心和「転校生って犬養くんのことだったんだ」
犬養「知り合いがいてよかった。そうだ、学校案内してくれよ」
心和「……同じクラスの子に頼んだら?」
心和は困った表情で、犬養の申し出を断る。
犬養「そんな水臭いこというなよ~」
犬養はグイっと心和の腕を掴んだ歩き出す。
心和「ちょ、い、犬養くん!」
腕を引かれて困った様子の心和
有坂美は、繋がれていた手に割って入る※腕だけのカット
有坂美「嫌がってるの見えてないの?」
有坂美の全身カット
有坂美は無表情のまま心和をっ引き寄せる
心和「な、有坂美くん!?」
犬養「あー、悪い悪い! でも、嫌がってないよな?」
曇らせた表情をぱっと切り替える犬養
犬養は悪びれもなく、へらりと笑う
心和「えっと……」
有坂美「僕がイヤだから」
心和「へ?」
有坂美「いこう」
戸惑う心和の腕をひいてその場から立ち去る有坂美
犬養は有坂美と心和の後ろ姿をじっと見つめる。
犬養「なんか……おもしろくないな」
犬養は心和と有坂美の後ろ姿を見つめながら、ぼそっと呟く
〇学校・廊下(昼)
心和の手を引いたままの有坂美。
(犬養から引き離すために手を引いていた)
立ち止まった有坂美は口を開く。
有坂美「さっきのって、沼男?」
心和「ぬ、ぬま!? あぁ、文乃ちゃんが言ってた……」
心和「そう、転校してきたみたいでね」
有坂美「ちょっと親し気じゃなかった?」
質問攻めする有坂美。※拗ねている感じであざとい顔
気迫を感じる問い詰め方に、戸惑う心和。
心和「う、うん。実は小学校の同級生で……」
有坂美「ま、まさか。心和ちゃんを追いかけてきたとか!?」
心和「そんなはずないよ! 会ったとき犬養くんもびっくりしてたもん……」
グイッと身を乗り出した有坂美は、心和の言葉を聞いてホッと肩をなでおろす。
喜怒哀楽が激しい有坂美を不思議そうに見つめる心和。
心和「有坂美くん、もしかして……犬養くんのこと嫌い?」
心和(やけに犬養くんのこと気にしてるような)
有坂美「キライ!」
ほっぺを膨らませて怒る有坂美※あざとい怒り方
心和「そうだったの!? 二人がすでに知り合いだなんて知らなかったよ」
有坂美「違うよ。
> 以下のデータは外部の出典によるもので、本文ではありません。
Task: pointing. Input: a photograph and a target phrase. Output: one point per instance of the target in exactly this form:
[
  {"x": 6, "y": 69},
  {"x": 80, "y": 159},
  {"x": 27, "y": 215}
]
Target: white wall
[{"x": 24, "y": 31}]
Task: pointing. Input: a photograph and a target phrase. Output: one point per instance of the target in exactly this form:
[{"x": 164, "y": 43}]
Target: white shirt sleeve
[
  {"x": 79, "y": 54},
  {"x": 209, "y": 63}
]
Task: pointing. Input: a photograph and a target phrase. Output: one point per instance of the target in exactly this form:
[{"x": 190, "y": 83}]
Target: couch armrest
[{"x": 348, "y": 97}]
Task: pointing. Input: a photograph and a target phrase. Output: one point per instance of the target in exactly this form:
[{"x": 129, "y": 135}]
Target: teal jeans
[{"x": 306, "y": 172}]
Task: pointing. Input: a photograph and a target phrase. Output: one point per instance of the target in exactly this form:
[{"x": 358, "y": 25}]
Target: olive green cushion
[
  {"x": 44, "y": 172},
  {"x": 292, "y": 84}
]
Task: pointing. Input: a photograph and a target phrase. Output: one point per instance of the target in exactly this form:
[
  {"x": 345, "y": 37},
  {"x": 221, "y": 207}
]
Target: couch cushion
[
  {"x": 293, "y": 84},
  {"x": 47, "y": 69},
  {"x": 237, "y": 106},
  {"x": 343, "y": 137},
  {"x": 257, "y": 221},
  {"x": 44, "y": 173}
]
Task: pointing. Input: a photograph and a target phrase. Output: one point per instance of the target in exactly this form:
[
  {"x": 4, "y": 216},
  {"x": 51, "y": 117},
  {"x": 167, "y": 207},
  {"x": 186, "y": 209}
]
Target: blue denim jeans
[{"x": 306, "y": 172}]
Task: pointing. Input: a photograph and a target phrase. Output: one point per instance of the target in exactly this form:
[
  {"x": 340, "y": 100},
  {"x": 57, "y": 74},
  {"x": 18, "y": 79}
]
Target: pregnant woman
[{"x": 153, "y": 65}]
全然知り合いじゃない。さっき初めて話した」
心和「あれ? 嫌いって言わなかった?」
有坂美「キライだよ……」
有坂美は真剣な顔で心和の顔を覗き込む。
有坂美「心和ちゃんに近づく男は、みんな嫌い」
至近距離で言われ、男の顔を見せてくる有坂美に翻弄される心和。
心和「あ、有坂美くん。あざとすぎ!」
心和は心臓がドキドキしはじめる。動揺を隠すように、視線を逸らす心和。
有坂美「あざといって……?」
心和「そういうこと言われたら、女の子はドキッとしちゃうんだよ」
心和(そうだよ。あざと男子の有坂美くんは、きっと誰にでもそうなんだ)
有坂美「僕がドキッとさせたいのは、心和ちゃんだけだよ?」
心和が顔を上げると、有坂美は真剣な表情※男の顔
いつもの可愛い有坂美とのギャップにドキリとする。
有坂美「だから僕以外の男にドキッとしないでよ」
有坂美は、心和の髪をなぞってから、ゆっくり心和の頬に触れる。
顔を静かに近づける。※キスしそうな感じ。